French enfant terrible Leos Carax finally comes good with this sublime and surreal ode to acting, moviemaking, Paris and the whole damn thing.
Who knew? Leos Carax, dreamer, cinephile, over-reaching fabulist, chain-smoking torchbearer for the artistic ideals of the Nouvelle Vague of the ’60s and the cinéma du look of the ’80s, has finally made a film that’s worthy of his esteemed reputation. Though tempting to try and state in finite terms what Holy Motors is, it’s far too rich, mysterious and playful to cosily index. This is a loose-leaf odyssey that flies in the face of easy interpretation.
But we shall take a punt. Or at least offer a few readings of events. Take one: it’s a film examining the past, present and future of movie acting. A stultifying, superhuman performance from Carax muse Denis Lavant powers Holy Motors through its nine chapters (plus churning, accordion-driven entr’acte).
He plays the world-weary Monsieur Oscar, winding through Paris in a stretch Limo that’s being driven by Édith Scob – the masked human pin-cushion in Georges Franju’s 1960 masterpiece, Eyes Without a Face. Every time he steps outside for an ‘assignment’, he is transformed into a new scenario, a new story, inhabiting an entirely new body and soul.
First he’s a bag lady, then a motion capture stuntman, then a crackpot elfin sewer dweller with a wispy ginger beard who eats banknotes/fingers/hair, then a worried father picking up his daughter from a party, then a Chinese gangster, then assassin, etc. The film offers a window onto the joy and sadness of acting as an occupation, as Oscar flits between ‘characters’ while never having ample time to attend to and shape his own. A lesser talent than Carax may not have been able to flip between the comic, the tragic, the intimate and the extraordinary with such immaculate grace.
All the while, Holy Motors retains a seductive tinge of melancholy. It constantly reminds us of the man behind the mask as Oscar – with hacking cough and spiraling drink problem – knows that he’s not going to be able to do this ‘job’ forever. Which brings us neatly to another reading of the film, one related to the idea of technology and how difficult it is to adapt to rampant modernity.
In Lavant’s chameleonic performance, Holy Motors makes a plea for the simple joys of the organic. It romantically pores over Oscar’s careful application of make-up for each new life he creates. At numerous junctures it pokes fun at a dystopic future where gravestones cynically direct mourners to web profiles, cameras are invisible to the human eye and cars talk to each other about death anxiety.

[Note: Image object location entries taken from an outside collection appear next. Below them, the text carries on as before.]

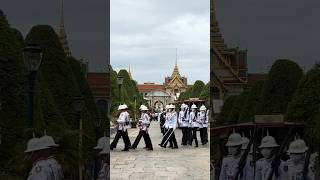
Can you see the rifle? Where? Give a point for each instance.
(243, 158)
(307, 160)
(276, 161)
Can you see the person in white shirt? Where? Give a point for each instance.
(122, 126)
(184, 122)
(52, 162)
(195, 124)
(203, 121)
(40, 167)
(172, 125)
(144, 122)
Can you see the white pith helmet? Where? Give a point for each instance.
(101, 142)
(268, 142)
(144, 108)
(48, 141)
(245, 143)
(297, 146)
(234, 139)
(171, 106)
(122, 107)
(35, 144)
(105, 149)
(203, 108)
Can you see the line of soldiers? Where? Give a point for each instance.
(123, 123)
(299, 166)
(189, 122)
(45, 167)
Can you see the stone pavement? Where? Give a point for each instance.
(187, 163)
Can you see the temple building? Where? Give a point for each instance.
(159, 95)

There’s also an amazing scene inside the derelict Samaritaine department store in which crop-haired Kylie Minogue delivers a stirring musical number. The scene operates as a powerful lament for the doe-eyed sincerity of the MGM musical as well as this gorgeous, grand old Art Deco building that has been allowed to fall into ruin. Even the name Oscar can be read as a link to the superficial glamour of the Hollywood dream factory.
But then it could also – in the best traditions of Godard – be a metaphysical piece about the roles, responsibilities and reality-shaping capabilities of the film director. What can filmmakers do to transcend the strictures of genre? In this case, the answer is to quote rather than exploit. In the film’s mysterious prologue, Carax himself is seen falling out of bed then passing through a wall to the balcony of a picture palace. This film is a glimpse inside the inner-workings of his mind, and utterly pretentious though it may initially appear, it’s a move which, in the end, only adds layers of credible ambiguity to the delirious proceedings.
In the end, Holy Motors could also be seen as a very sad film about the onslaught of death. Monsieur Oscar’s shape-shifting mystery tour of Paris is itself a metaphor for the variety of life’s experience and the crushing fact that it’s all over too damn swiftly.
Published 27 Sep 2012
Carax has been ominously quiet since 1999’s sporadically amazing folly, Pola X.